Frontiers in Cellular Neuroscience | 2018
Yasuhiro Kawasaki; Mitsuru Saito; Jonghwa Won; Jin Young Bae; Hajime Sato; Hiroki Toyoda; Eriko Kuramoto; Mikihiko Kogo; Takuma Tanaka; Takeshi Kaneko; Seog Bae Oh; Yong Chul Bae; Youngnam Kang
Glutamatergic dendritic EPSPs evoked in cortical pyramidal neurons are depressed by activation of hyperpolarization-activated cyclic nucleotide-gated (HCN) channels expressed in dendritic spines. This depression has been attributed to shunting effects of HCN current (Ih) on input resistance or Ih deactivation. Primary sensory neurons in the rat mesencephalic trigeminal nucleus (MTN) have the somata covered by spine-like microvilli that express HCN channels. In rat MTN neurons, we demonstrated that Ih enhancement apparently diminished the glutamate receptor (GluR) current (IGluR) evoked by puff application of glutamate/AMPA and enhanced a transient outward current following IGluR (OT-IGluR).
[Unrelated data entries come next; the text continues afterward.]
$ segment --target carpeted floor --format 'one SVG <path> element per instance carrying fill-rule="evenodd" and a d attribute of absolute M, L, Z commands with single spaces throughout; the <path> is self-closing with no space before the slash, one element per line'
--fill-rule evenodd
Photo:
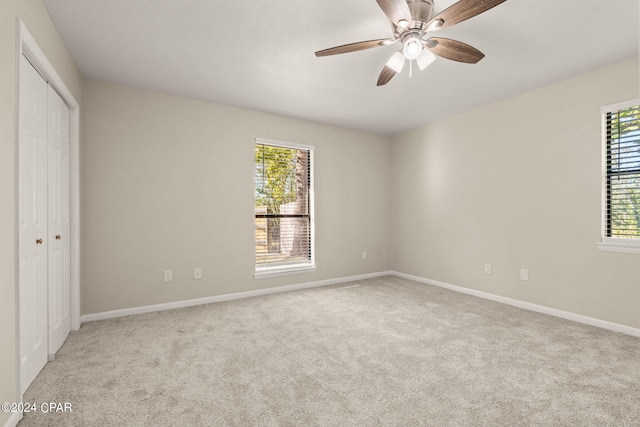
<path fill-rule="evenodd" d="M 27 426 L 640 426 L 640 339 L 397 277 L 87 323 Z"/>

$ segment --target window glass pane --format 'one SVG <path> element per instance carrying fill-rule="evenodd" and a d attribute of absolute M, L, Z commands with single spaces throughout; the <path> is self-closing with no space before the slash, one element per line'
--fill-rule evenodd
<path fill-rule="evenodd" d="M 607 237 L 640 239 L 640 107 L 609 112 Z"/>
<path fill-rule="evenodd" d="M 256 144 L 256 266 L 309 263 L 310 150 Z"/>

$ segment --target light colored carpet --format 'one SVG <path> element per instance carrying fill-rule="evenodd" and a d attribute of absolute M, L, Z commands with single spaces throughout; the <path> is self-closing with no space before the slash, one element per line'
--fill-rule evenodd
<path fill-rule="evenodd" d="M 27 426 L 640 426 L 640 339 L 397 277 L 87 323 Z"/>

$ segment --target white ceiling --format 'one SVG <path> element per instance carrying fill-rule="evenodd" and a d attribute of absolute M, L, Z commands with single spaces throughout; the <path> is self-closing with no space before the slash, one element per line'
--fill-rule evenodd
<path fill-rule="evenodd" d="M 435 0 L 438 13 L 455 0 Z M 82 75 L 386 135 L 638 55 L 638 0 L 507 0 L 446 28 L 476 65 L 378 74 L 398 45 L 375 0 L 43 0 Z"/>

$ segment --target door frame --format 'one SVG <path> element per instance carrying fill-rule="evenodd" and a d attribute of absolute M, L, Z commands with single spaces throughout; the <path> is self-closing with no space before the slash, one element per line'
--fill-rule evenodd
<path fill-rule="evenodd" d="M 70 274 L 70 315 L 71 315 L 71 330 L 77 331 L 80 329 L 80 104 L 76 101 L 71 91 L 67 88 L 60 75 L 56 72 L 53 65 L 49 62 L 44 52 L 40 49 L 35 39 L 19 18 L 16 18 L 16 32 L 17 32 L 17 46 L 16 46 L 16 94 L 20 93 L 20 56 L 25 55 L 33 67 L 44 77 L 44 79 L 51 85 L 53 89 L 58 92 L 64 102 L 69 107 L 69 181 L 70 181 L 70 221 L 71 221 L 71 240 L 70 240 L 70 261 L 71 261 L 71 274 Z M 20 111 L 20 97 L 16 95 L 16 123 L 18 121 L 18 115 Z M 16 144 L 16 187 L 17 177 L 19 172 L 19 137 L 18 132 L 15 136 Z M 16 188 L 17 190 L 17 188 Z M 19 195 L 18 195 L 19 197 Z M 17 209 L 16 205 L 16 209 Z M 19 228 L 18 228 L 18 216 L 16 215 L 15 233 L 16 233 L 16 245 L 19 244 Z M 18 248 L 16 248 L 17 250 Z M 18 253 L 18 252 L 16 252 Z M 19 299 L 20 295 L 20 269 L 18 261 L 16 260 L 16 289 Z M 16 312 L 19 311 L 19 300 L 16 304 Z M 18 319 L 17 339 L 18 344 L 20 342 L 20 324 L 19 313 L 16 313 Z M 20 345 L 17 346 L 17 361 L 18 372 L 20 369 Z M 51 355 L 49 355 L 51 357 Z M 20 375 L 17 378 L 18 389 L 20 384 Z"/>

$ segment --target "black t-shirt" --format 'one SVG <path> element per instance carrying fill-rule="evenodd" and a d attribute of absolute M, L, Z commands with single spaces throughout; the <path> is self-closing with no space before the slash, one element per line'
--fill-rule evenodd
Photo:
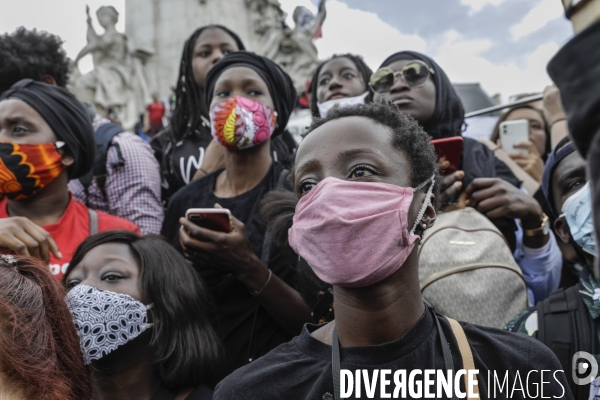
<path fill-rule="evenodd" d="M 179 390 L 169 389 L 164 384 L 158 388 L 158 391 L 152 396 L 151 400 L 175 400 L 179 395 Z M 210 400 L 213 397 L 213 391 L 206 385 L 199 385 L 192 389 L 185 400 Z"/>
<path fill-rule="evenodd" d="M 440 323 L 450 345 L 454 370 L 462 369 L 460 351 L 450 325 L 445 318 L 440 318 Z M 464 322 L 461 325 L 471 346 L 475 367 L 479 370 L 477 378 L 481 398 L 541 398 L 539 391 L 541 370 L 551 370 L 552 372 L 546 372 L 543 378 L 546 382 L 543 393 L 545 398 L 556 396 L 556 398 L 572 399 L 564 373 L 556 373 L 556 380 L 553 377 L 554 372 L 561 370 L 562 367 L 554 354 L 543 344 L 522 334 Z M 310 335 L 318 327 L 318 325 L 305 325 L 300 336 L 229 375 L 215 388 L 214 399 L 333 399 L 331 346 Z M 420 369 L 424 372 L 426 369 L 445 369 L 438 330 L 428 310 L 425 310 L 414 327 L 394 342 L 377 346 L 341 348 L 341 361 L 342 369 L 349 369 L 353 375 L 357 369 L 369 371 L 370 377 L 373 377 L 373 371 L 376 369 L 379 369 L 379 372 L 383 369 L 391 370 L 391 375 L 387 375 L 391 381 L 390 386 L 386 387 L 386 392 L 389 394 L 392 394 L 395 388 L 393 375 L 396 370 L 406 370 L 408 386 L 408 378 L 412 370 Z M 538 373 L 530 375 L 528 384 L 527 374 L 531 370 L 537 370 Z M 505 385 L 504 391 L 501 392 L 496 385 L 495 396 L 493 390 L 492 395 L 488 395 L 488 371 L 491 371 L 491 384 L 494 383 L 494 371 L 501 383 L 508 371 L 509 391 L 507 392 Z M 517 372 L 521 384 L 517 379 Z M 423 383 L 423 375 L 417 375 L 417 380 Z M 463 378 L 460 378 L 460 382 L 461 390 L 464 392 Z M 378 379 L 374 397 L 366 396 L 363 384 L 361 398 L 381 398 L 379 383 Z M 510 393 L 513 386 L 516 386 L 517 390 Z M 436 392 L 436 388 L 434 384 L 433 393 Z M 524 392 L 518 390 L 519 388 Z M 424 391 L 421 394 L 420 398 L 423 398 Z M 411 397 L 408 388 L 406 396 Z"/>
<path fill-rule="evenodd" d="M 165 205 L 175 192 L 192 181 L 204 161 L 206 147 L 211 140 L 210 128 L 205 125 L 188 132 L 179 141 L 173 136 L 171 128 L 163 130 L 152 139 L 150 144 L 160 164 L 162 199 Z M 271 140 L 271 156 L 273 160 L 290 168 L 294 162 L 296 146 L 292 135 L 284 131 Z"/>
<path fill-rule="evenodd" d="M 192 182 L 171 198 L 162 234 L 181 251 L 179 218 L 189 208 L 213 208 L 215 203 L 219 203 L 246 225 L 252 250 L 261 258 L 266 226 L 260 218 L 259 203 L 267 192 L 277 186 L 283 170 L 281 164 L 273 162 L 269 172 L 256 187 L 232 198 L 219 198 L 213 193 L 216 178 L 223 170 Z M 298 256 L 289 246 L 272 242 L 268 267 L 293 288 L 297 259 Z M 201 265 L 194 265 L 194 268 L 199 271 L 212 292 L 217 313 L 215 327 L 227 356 L 226 373 L 292 338 L 238 279 L 220 271 L 202 268 Z"/>
<path fill-rule="evenodd" d="M 150 145 L 160 164 L 162 198 L 166 204 L 170 197 L 194 178 L 202 165 L 206 147 L 212 140 L 210 129 L 201 127 L 176 141 L 171 128 L 156 135 Z"/>

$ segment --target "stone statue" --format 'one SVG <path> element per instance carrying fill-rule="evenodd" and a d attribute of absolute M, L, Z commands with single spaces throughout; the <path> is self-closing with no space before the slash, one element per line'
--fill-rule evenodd
<path fill-rule="evenodd" d="M 292 77 L 298 93 L 306 89 L 319 64 L 317 48 L 313 43 L 327 15 L 325 1 L 321 0 L 316 16 L 305 7 L 294 10 L 293 29 L 283 23 L 283 13 L 277 0 L 247 0 L 255 19 L 255 32 L 262 36 L 258 52 L 277 62 Z M 278 13 L 279 20 L 273 17 Z M 273 23 L 275 21 L 275 23 Z"/>
<path fill-rule="evenodd" d="M 75 73 L 71 88 L 75 95 L 94 104 L 100 113 L 108 109 L 120 114 L 123 127 L 131 129 L 139 119 L 139 114 L 150 101 L 150 90 L 143 70 L 143 56 L 131 49 L 127 37 L 116 29 L 119 13 L 112 6 L 98 9 L 96 16 L 104 33 L 96 33 L 87 13 L 87 45 L 75 59 Z M 81 75 L 76 68 L 79 60 L 91 54 L 94 70 Z"/>

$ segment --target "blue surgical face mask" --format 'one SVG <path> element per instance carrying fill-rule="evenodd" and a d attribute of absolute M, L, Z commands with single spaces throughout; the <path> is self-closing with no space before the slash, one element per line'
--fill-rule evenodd
<path fill-rule="evenodd" d="M 585 252 L 598 257 L 592 219 L 592 192 L 589 182 L 564 202 L 562 212 L 559 218 L 565 217 L 567 220 L 575 243 Z"/>

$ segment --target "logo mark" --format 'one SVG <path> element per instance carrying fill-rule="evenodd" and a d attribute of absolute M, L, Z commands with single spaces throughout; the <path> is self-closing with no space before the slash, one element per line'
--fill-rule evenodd
<path fill-rule="evenodd" d="M 589 385 L 598 376 L 598 362 L 588 352 L 578 351 L 571 360 L 573 382 L 576 385 Z M 582 377 L 583 376 L 583 377 Z"/>

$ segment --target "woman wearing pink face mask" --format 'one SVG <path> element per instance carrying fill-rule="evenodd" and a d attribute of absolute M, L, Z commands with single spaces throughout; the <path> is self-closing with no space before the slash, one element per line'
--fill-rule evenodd
<path fill-rule="evenodd" d="M 227 373 L 288 341 L 310 320 L 294 287 L 298 258 L 270 240 L 258 212 L 264 194 L 287 181 L 289 171 L 271 158 L 269 146 L 295 102 L 290 77 L 265 57 L 239 51 L 215 64 L 206 77 L 206 104 L 212 136 L 225 148 L 225 169 L 179 190 L 167 209 L 163 235 L 212 292 Z M 183 218 L 189 208 L 217 204 L 234 217 L 230 233 Z"/>
<path fill-rule="evenodd" d="M 530 369 L 561 369 L 523 335 L 458 323 L 423 302 L 417 246 L 435 222 L 439 181 L 428 142 L 413 118 L 382 103 L 336 108 L 313 122 L 293 170 L 299 201 L 289 242 L 333 285 L 335 321 L 305 325 L 221 381 L 214 399 L 452 398 L 465 388 L 490 398 L 488 371 L 513 382 Z M 469 384 L 464 370 L 475 369 L 477 384 Z M 427 370 L 452 370 L 452 393 Z M 572 398 L 564 373 L 554 376 L 545 395 Z M 528 393 L 536 385 L 529 380 Z"/>

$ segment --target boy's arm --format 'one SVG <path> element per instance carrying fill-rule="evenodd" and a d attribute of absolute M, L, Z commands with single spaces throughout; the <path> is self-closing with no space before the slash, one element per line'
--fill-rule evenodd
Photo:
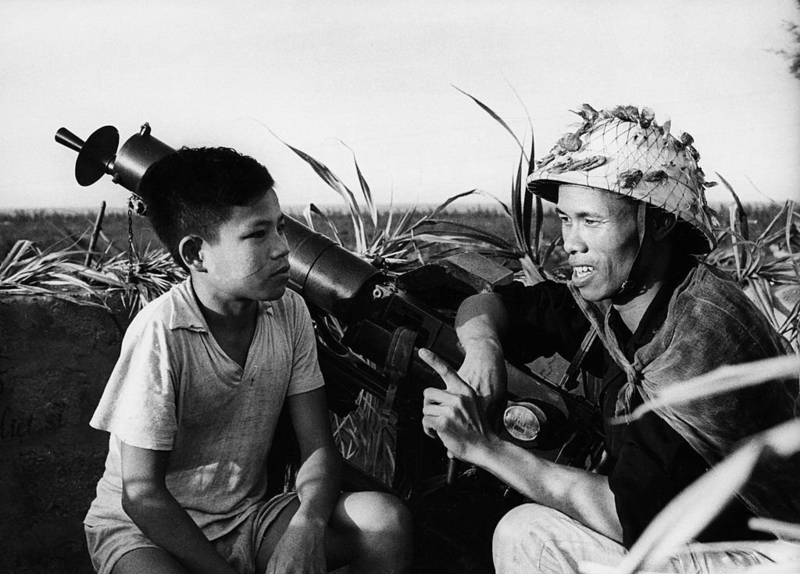
<path fill-rule="evenodd" d="M 297 514 L 327 524 L 339 499 L 342 464 L 333 442 L 325 389 L 292 395 L 287 403 L 300 445 Z"/>
<path fill-rule="evenodd" d="M 192 574 L 236 574 L 169 492 L 169 451 L 120 445 L 122 508 L 152 542 L 172 554 Z"/>
<path fill-rule="evenodd" d="M 325 529 L 339 499 L 341 456 L 333 442 L 324 388 L 292 395 L 286 402 L 300 445 L 295 481 L 300 508 L 267 572 L 326 572 Z"/>

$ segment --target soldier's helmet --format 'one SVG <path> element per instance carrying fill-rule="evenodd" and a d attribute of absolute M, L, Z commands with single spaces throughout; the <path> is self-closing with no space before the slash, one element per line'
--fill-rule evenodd
<path fill-rule="evenodd" d="M 596 111 L 584 104 L 577 131 L 564 134 L 528 177 L 528 190 L 558 200 L 561 184 L 586 185 L 651 204 L 683 222 L 681 244 L 690 253 L 716 247 L 713 210 L 693 138 L 670 134 L 649 108 L 619 106 Z"/>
This suggests that some outward current opposes inward IGluR. The IGluR inhibition displayed a U-shaped voltage-dependence with a minimal inhibition around the resting membrane potential, suggesting that simple shunting effects or deactivation of Ih cannot explain the U-shaped voltage-dependence. Confocal imaging of Na+ revealed that GluR activation caused an accumulation of Na+ in the microvilli, which can cause a negative shift of the reversal potential for Ih (Eh). Taken together, it was suggested that IGluR evoked in MTN neurons is opposed by a transient decrease or increase in standing inward or outward Ih, respectively, both of which can be caused by negative shifts of Eh, as consistent with the U-shaped voltage-dependence of the IGluR inhibition and the OT-IGluR generation. An electron-microscopic immunohistochemical study revealed the colocalization of HCN channels and glutamatergic synapses in microvilli of MTN neurons, which would provide a morphological basis for the functional interaction between HCN and GluR channels. Mathematical modeling eliminated the possibilities of the involvements of Ih deactivation and/or shunting effect and supported the negative shift of Eh which causes the U-shaped voltage-dependent inhibition of IGluR.